Let’s start with a painful truth:
Security awareness, culture, and human risk professionals are often undervalued.
Despite the rising threat of human-enabled cyber attacks, many organizations still treat addressing the human aspect as a checkbox. A communications initiative. A nice-to-have.
Meanwhile, those doing the work – you – are trying to change behavior, reduce risk, and protect the business from the inside out.
So why the disconnect?
Awareness is not an outcome
Here’s the thing:
Most execs and security leaders don’t get excited about “raising awareness.”
Because awareness doesn’t reduce risk on its own.
Awareness doesn’t stop breaches.
And awareness doesn’t automatically lead to behavior change.
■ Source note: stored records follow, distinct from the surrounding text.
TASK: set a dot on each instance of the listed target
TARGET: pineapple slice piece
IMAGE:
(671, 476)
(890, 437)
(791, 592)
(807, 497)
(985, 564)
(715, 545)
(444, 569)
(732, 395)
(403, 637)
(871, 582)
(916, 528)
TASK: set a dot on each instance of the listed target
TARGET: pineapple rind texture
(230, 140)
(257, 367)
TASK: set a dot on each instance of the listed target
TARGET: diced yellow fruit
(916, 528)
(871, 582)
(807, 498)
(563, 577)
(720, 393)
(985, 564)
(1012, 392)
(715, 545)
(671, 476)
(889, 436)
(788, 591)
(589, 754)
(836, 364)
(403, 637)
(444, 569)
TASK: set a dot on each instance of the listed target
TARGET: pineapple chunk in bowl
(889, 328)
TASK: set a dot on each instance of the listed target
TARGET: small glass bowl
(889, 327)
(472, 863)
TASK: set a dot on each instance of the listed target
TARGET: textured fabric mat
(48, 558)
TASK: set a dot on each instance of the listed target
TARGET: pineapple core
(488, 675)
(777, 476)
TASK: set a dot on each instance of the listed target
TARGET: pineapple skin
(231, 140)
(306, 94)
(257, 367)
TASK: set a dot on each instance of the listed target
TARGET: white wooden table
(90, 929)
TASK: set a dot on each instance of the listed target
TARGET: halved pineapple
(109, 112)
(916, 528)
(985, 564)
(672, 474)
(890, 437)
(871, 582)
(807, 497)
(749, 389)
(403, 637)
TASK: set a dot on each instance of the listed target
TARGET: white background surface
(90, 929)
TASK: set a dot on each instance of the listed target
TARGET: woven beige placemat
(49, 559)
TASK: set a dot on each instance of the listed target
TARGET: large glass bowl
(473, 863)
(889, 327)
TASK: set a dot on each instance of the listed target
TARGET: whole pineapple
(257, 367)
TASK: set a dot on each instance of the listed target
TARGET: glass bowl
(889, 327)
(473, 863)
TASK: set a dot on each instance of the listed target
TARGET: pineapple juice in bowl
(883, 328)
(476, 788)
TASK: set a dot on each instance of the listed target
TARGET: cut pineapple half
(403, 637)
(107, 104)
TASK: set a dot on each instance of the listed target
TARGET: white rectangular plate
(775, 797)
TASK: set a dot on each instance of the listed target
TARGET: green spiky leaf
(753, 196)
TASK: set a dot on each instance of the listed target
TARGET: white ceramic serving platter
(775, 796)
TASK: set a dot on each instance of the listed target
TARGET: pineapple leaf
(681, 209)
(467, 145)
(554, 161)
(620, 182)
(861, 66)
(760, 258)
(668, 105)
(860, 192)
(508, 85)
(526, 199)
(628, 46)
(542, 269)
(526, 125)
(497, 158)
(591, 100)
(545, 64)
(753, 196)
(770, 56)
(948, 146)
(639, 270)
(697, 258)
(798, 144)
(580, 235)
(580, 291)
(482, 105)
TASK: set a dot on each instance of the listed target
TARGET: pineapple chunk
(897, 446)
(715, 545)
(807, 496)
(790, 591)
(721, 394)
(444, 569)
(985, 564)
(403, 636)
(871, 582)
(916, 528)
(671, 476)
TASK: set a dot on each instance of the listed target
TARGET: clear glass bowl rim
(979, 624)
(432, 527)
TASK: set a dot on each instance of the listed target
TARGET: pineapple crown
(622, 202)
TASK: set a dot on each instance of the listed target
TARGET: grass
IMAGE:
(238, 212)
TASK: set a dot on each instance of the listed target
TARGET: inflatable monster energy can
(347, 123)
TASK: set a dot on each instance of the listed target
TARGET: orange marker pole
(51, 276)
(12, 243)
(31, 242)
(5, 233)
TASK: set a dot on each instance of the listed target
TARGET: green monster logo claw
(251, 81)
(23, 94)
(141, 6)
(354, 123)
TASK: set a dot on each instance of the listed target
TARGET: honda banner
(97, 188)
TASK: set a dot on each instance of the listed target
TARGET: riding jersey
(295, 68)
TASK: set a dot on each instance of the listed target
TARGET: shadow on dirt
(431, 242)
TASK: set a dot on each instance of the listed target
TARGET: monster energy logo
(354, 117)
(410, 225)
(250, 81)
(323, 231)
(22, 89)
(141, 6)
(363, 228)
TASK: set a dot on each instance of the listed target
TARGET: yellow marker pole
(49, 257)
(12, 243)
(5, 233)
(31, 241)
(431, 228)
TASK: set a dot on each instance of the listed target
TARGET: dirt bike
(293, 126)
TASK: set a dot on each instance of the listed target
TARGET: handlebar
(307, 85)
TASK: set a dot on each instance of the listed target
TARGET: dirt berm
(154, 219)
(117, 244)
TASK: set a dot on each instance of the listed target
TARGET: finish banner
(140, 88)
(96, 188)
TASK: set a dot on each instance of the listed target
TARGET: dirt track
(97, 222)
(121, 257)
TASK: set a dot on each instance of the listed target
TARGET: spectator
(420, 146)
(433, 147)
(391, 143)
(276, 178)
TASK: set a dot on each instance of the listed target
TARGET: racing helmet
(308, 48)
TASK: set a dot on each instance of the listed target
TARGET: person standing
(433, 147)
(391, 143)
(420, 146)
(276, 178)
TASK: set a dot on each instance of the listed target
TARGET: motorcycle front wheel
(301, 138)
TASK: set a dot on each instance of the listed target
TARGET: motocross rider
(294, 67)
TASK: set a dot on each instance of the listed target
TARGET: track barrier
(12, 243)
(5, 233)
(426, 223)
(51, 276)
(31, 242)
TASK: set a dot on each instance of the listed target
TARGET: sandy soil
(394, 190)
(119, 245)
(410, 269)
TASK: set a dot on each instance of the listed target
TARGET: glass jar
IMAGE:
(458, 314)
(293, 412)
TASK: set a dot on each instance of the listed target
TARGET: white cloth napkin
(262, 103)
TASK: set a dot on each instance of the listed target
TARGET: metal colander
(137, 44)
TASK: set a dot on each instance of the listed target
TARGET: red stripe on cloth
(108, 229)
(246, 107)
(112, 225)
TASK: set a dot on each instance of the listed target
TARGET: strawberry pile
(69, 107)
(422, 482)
(If you don’t believe me – enrol yourself in some training and education courses about eating more healthily and see how that works out for you. Or talk to anyone that has done a driving speed awareness course and then tell me that they don’t speed anymore).
What leaders care about is risk.
They care about impact.
They care about outcomes.
And if your work is framed in terms of training completions, phishing report rates, or “getting the message out” – you’ll keep getting treated like a support act, not a business critical partner.
The awareness perception trap
This is the heart of the problem.
Security awareness is too often seen as:
- A training & education program
- A compliance obligation
- A comms initiative
And not:
- A risk mitigation strategy
- A business enabler
- A core part of the security function
The result?
Limited budget.
Minimal influence.
And a seat that’s always just out of reach at the leadership table.
It’s time to reframe the role
The best awareness and human risk professionals aren’t just educators or communicators.
They’re influencers. Enablers. Strategists. Risk Managers.
They go beyond training to:
- Identify and mitigate risky behaviors
- Align with organizational risk priorities
- Track and report on real outcomes
- Drive measurable behavior change
In short, they speak the language of security and business leadership – and it makes all the difference.
Want to reposition your work as a risk function?
We’ve written a guide to help you do just that.
📘 It’s called “Beyond awareness: How to (finally) get taken seriously as a security awareness/HRM professional”
Inside, we cover:
✅ Why awareness is undervalued – and how to change the narrative
✅ How to align with leadership priorities like risk, safety, and efficiency
✅ Better metrics to prove impact and secure buy-in
✅ A step-by-step roadmap to reframe your role (and get noticed)
Ready to elevate your impact and influence?
Final thought:
Your work is too important to be seen as second-tier.
With a few small shifts – in language, in measurement, in mindset – you can transform how your role is perceived and valued.
Let’s move security awareness beyond awareness.